Muros de ferro, palavras de aço


No fundo, Obama acredita na bondade de um regime que mente à sua própria população

O MUNDO dá muitas voltas. Uns anos atrás, quando alguém falava da "agenda Bush", os sábios faziam piada. Agenda Bush? O plano consistia em defender a democracia, a liberdade e o respeito pelos direitos humanos nas mais variadas regiões do globo, de forma a evitar a existência de estados párias, exportadores do terrorismo e, claro, agentes da opressão para os seus próprios povos.
Alguns anos passados, toda a gente clama pela agenda Bush, ainda que o seu nome não seja pronunciado e o pobre George esteja, algures no Texas, a comer tartes de maçã. Basta prestar atenção à telenovela iraniana e aos textos que os mais ferozes anti-bushistas escrevem a respeito. Eles parecem mais neoconservadores do que os próprios neoconservadores. Mas o que mudou no Irã?
Paradoxalmente, pouca coisa e muita coisa: há trinta anos que o Irã é uma teocracia violenta e repressiva, dominada por um grupo de clérigos que decide a política interna e externa do país. Verdade: existem eleições regulares. Mas as eleições são controladas pela teocracia, que escolhe os candidatos e depois escolhe o candidato vencedor, em total desrespeito pela vontade popular.

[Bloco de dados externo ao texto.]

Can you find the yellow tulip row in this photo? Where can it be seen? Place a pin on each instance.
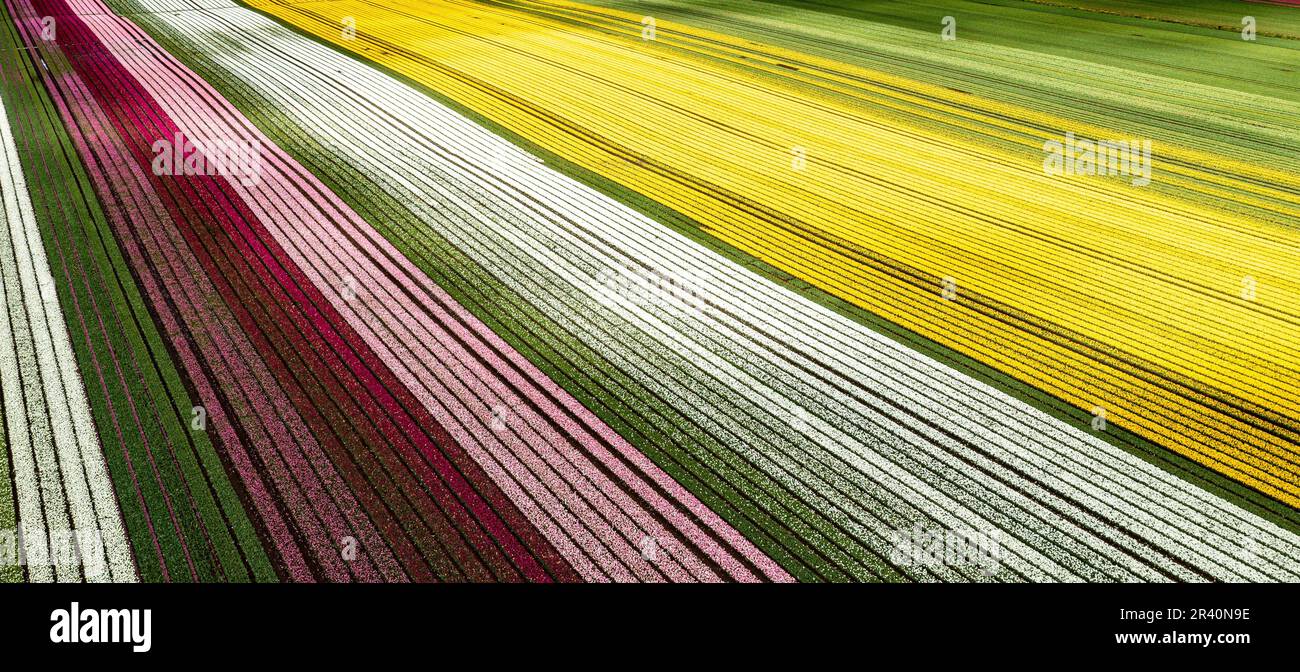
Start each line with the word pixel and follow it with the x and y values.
pixel 1168 307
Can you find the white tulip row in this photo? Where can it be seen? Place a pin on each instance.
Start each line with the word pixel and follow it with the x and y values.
pixel 862 428
pixel 59 469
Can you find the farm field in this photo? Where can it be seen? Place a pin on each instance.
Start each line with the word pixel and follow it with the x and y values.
pixel 1060 280
pixel 536 291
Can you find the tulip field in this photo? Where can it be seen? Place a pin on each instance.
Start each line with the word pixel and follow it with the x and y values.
pixel 667 290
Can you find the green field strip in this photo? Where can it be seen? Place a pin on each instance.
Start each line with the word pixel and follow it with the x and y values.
pixel 11 572
pixel 651 424
pixel 211 520
pixel 1144 449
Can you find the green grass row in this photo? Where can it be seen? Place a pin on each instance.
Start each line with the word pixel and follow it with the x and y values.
pixel 152 454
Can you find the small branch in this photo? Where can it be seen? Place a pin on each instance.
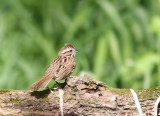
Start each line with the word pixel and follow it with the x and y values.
pixel 82 96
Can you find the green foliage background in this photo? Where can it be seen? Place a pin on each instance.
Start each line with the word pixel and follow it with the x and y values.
pixel 118 40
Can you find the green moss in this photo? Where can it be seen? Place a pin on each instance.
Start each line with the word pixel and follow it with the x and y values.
pixel 14 101
pixel 4 91
pixel 146 93
pixel 45 99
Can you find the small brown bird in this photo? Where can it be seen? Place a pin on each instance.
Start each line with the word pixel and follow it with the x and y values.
pixel 60 68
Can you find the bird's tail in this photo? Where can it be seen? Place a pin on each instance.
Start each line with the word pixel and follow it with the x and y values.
pixel 40 84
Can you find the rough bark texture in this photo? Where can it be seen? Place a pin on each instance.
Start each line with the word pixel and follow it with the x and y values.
pixel 82 96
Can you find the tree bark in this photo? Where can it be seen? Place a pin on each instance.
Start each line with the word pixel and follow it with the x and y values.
pixel 83 96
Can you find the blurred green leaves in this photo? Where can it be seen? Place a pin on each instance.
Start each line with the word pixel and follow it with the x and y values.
pixel 118 41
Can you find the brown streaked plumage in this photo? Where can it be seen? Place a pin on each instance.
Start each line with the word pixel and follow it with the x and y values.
pixel 60 68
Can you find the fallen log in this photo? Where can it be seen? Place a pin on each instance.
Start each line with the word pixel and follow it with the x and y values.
pixel 83 96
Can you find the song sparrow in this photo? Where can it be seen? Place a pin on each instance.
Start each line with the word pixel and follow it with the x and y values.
pixel 60 68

Esse ano, algo mudou: uma população crescentemente jovem, urbana, educada e com sede de Ocidente resolveu contestar, não apenas a fraude eleitoral mas a própria legitimidade do regime. Os sábios podem desprezar os valores da agenda Bush. Mas os iranianos que vão para as ruas são a prova tangível e audível de que essa agenda não está morta nem enterrada.
Infelizmente, é pouco provável que alguém os ouça.
Para começar, e mesmo que Mir-Hossein Mousavi fosse o vencedor, ele não é o Barack Obama da Pérsia, disposto a inaugurar um novo capítulo de abertura ao Ocidente e de concessão de liberdades individuais a todos os iranianos. Mousavi, antigo premiê de Khomeini, é um revolucionário de formação, responsável pela execução de milhares de opositores políticos e um entusiasta do programa nuclear do país. Na imprensa internacional, Mousavi é apresentado como arquiteto, poeta, provavelmente trapezista ou palhaço nas horas vagas. Mousavi é o contrário dessa imagem bucólica que corre no mundo. E os iranianos que gritam nas ruas por Mousavi gritam apenas por uma substituição de carrascos.
Mas se Mousavi não é o Barack Obama da Pérsia, que dizer do Barack Obama real?
Até o momento, o presidente americano persiste no seu silêncio ensurdecedor. E, quando quebra esse silêncio, é para mostrar preocupação com a violência e alguma esperança de que os votos sejam recontados pelo regime iraniano.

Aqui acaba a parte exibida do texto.